One day, when I was about five years old, Mom treated all of her kids to ice cream cones at Baskan Robbins. I remember feeling overjoyed with the simple treat and happily licked at the sliding, melting vanilla ice cream as we walked down the sidewalk in front of various shops at the strip mall. I took one big lick…and knocked the ice cream right out of the cone and onto the dirty, cracked sidewalk. The very moment the ice cream slurped onto the ground, I burst into a flood of tears. Mom just scooped up the ice cream with her bare hands and stuck it right back on my cone. I was so happy again as I continued skipping on down the sidewalk, licking joyfully at the dirt encrusted ice cream.
Did Mom still expect me to burst into tears over melting ice cream? Did I still expect Mom to make everything better again?
I first knew that Mom was beginning to let me go when I traveled to England to go to school. I actually thought Mom would be upset when I told her I was planning to study abroad. I thought she would be worried when I told her in May of 1992 that I was planning to go to Hull, England in the fall of 1993. I rehearsed for hours how I would break the news to her.
Instead of being upset, though, Mom had answered, “Why are you waiting a year? If you are going to go, go now. What are you waiting for?” I stared at her for a moment, so surprised I couldn’t respond. “Well, it’s not too late this year, right? What are you waiting for?”
I stared into her eyes…and saw the gleam there and I knew. She would have loved to have gone. She would have loved to have this opportunity that I was putting off for another year. Maybe she was afraid that my opportunities would slide away from me as they had from her if I didn’t jump on them now.

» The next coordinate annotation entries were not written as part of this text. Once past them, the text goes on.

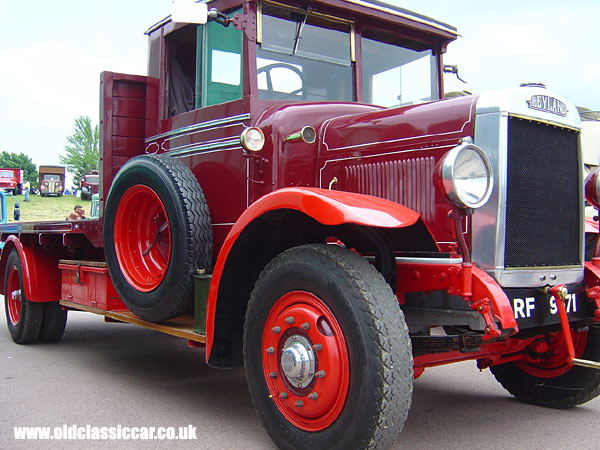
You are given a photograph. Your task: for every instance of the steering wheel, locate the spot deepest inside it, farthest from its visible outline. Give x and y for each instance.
(284, 95)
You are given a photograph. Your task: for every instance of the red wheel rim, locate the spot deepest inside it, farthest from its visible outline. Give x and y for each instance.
(553, 361)
(317, 403)
(142, 238)
(13, 295)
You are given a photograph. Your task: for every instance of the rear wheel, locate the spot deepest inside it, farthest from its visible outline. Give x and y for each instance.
(24, 318)
(550, 381)
(327, 353)
(157, 233)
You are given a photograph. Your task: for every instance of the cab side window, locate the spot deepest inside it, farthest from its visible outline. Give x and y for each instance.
(203, 67)
(182, 70)
(222, 64)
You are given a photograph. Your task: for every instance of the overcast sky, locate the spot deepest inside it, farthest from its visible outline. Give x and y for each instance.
(52, 53)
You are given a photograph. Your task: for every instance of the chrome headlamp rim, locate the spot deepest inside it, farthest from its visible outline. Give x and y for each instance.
(445, 177)
(244, 141)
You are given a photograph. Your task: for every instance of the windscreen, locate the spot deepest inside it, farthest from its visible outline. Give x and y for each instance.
(303, 55)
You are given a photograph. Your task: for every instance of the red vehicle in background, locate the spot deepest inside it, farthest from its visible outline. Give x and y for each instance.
(89, 184)
(288, 171)
(11, 180)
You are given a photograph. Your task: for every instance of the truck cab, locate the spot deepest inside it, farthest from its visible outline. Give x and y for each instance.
(288, 172)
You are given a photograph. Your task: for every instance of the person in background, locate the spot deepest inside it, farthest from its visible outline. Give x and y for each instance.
(77, 214)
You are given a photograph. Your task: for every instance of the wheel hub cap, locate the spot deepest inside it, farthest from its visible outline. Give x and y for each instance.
(298, 361)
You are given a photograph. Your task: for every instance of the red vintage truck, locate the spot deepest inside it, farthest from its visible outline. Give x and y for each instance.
(287, 188)
(11, 180)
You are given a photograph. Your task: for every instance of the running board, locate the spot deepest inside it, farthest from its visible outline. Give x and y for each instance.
(586, 363)
(559, 293)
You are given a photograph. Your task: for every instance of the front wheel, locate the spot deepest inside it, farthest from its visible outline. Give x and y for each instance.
(327, 354)
(23, 317)
(550, 381)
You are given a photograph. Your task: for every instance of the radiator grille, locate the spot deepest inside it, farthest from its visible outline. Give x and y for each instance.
(407, 182)
(542, 196)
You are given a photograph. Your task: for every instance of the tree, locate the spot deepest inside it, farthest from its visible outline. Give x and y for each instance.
(82, 153)
(19, 161)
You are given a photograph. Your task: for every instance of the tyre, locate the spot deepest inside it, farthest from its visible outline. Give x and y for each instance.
(326, 350)
(24, 318)
(54, 321)
(551, 382)
(157, 233)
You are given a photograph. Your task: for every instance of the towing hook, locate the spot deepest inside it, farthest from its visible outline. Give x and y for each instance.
(560, 292)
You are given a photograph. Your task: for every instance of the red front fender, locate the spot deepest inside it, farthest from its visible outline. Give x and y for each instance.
(326, 207)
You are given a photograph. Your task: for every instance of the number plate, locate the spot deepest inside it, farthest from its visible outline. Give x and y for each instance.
(532, 308)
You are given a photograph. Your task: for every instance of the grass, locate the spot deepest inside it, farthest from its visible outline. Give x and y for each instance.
(44, 208)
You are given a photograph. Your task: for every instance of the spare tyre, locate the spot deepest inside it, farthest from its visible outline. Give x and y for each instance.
(157, 233)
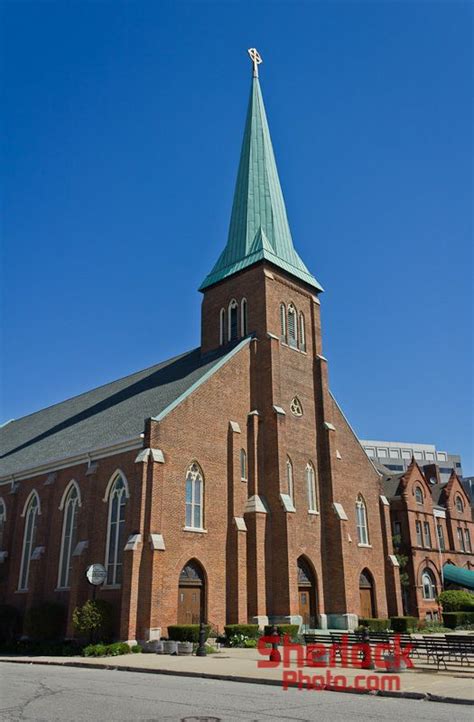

I was shocked, but didn’t wait for Mom to think it over. I needed to move now before she realized exactly what she had just encouraged me to do. I had to run with this before she realized the complexities of the situation and tried to talk me out of it. I signed and finalized all of my paperwork with the university over the next week and prepared for the excursion to England that would take place in September, 1992. There was so much preparation to be done from filing all of the paperwork, to packing my luggage and getting my passport completed.
I was so happy that my mother supported my travels. I understand why she did it. I knew that I carried her heart and spirit with me. I knew that my mother hoped that I experienced all of the things she never had the opportunity to do in her life. To this day, I know that everywhere I go, my mother’s heart is the one thing I always carry with me.